Nanoscale debonding of carbon fiber/matrix interface in humid environments and silane coupling agent modification effects: Insights from molecular dynamics simulations

Understanding and quantifying the debonding mechanisms at the fiber/matrix interface in carbon fiber-reinforced polymer (CFRP) composites at the nanoscale is challenging, due to the interplay of non-covalent and covalent interactions. In this paper, a strain energy-based covalent bond rupture criterion is established. The molecular dynamics simulations are employed to investigate the interfacial debonding behavior of original and silane coupling agent (SCA)-modified carbon fibers under both dry and humid conditions. Stress–displacement curves, along with the formation and disruption of bridging structures during debonding, are analyzed in detail. Interfacial failure modes are characterized by the distribution of resin residues, and covalent bond ruptures are closely monitored. As water molecules disrupt non-covalent interactions and accelerate the breakdown of interfacial bridges, failure tends to shift toward the adhesive mode.
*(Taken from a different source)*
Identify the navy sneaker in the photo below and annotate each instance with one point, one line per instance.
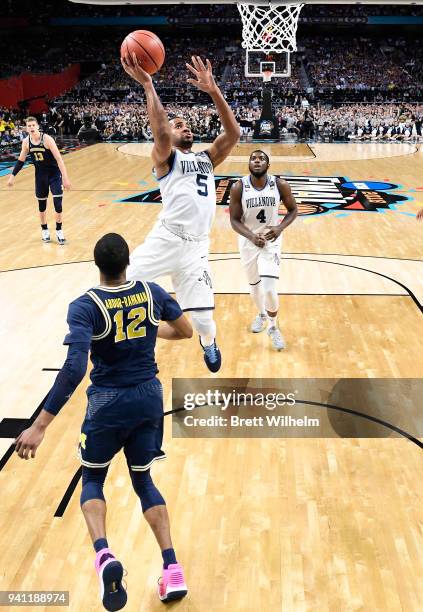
(212, 357)
(110, 573)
In contrast, the introduction of covalent bonds through SCA modification enhances the ultimate debonding displacement by 150%. The progressive debonding facilitates optimized stress transfer, effectively delaying catastrophic failure. The SCA-modified interfaces interfaces exhibit approximately 70% cohesive failure rates, attributed to covalent bond-enhanced load transfer and the stabilization of bridging structures. This paper provides a nanoscale framework to guide the design and manufacturing of CFRP composites for reliable service in high-humidity environments.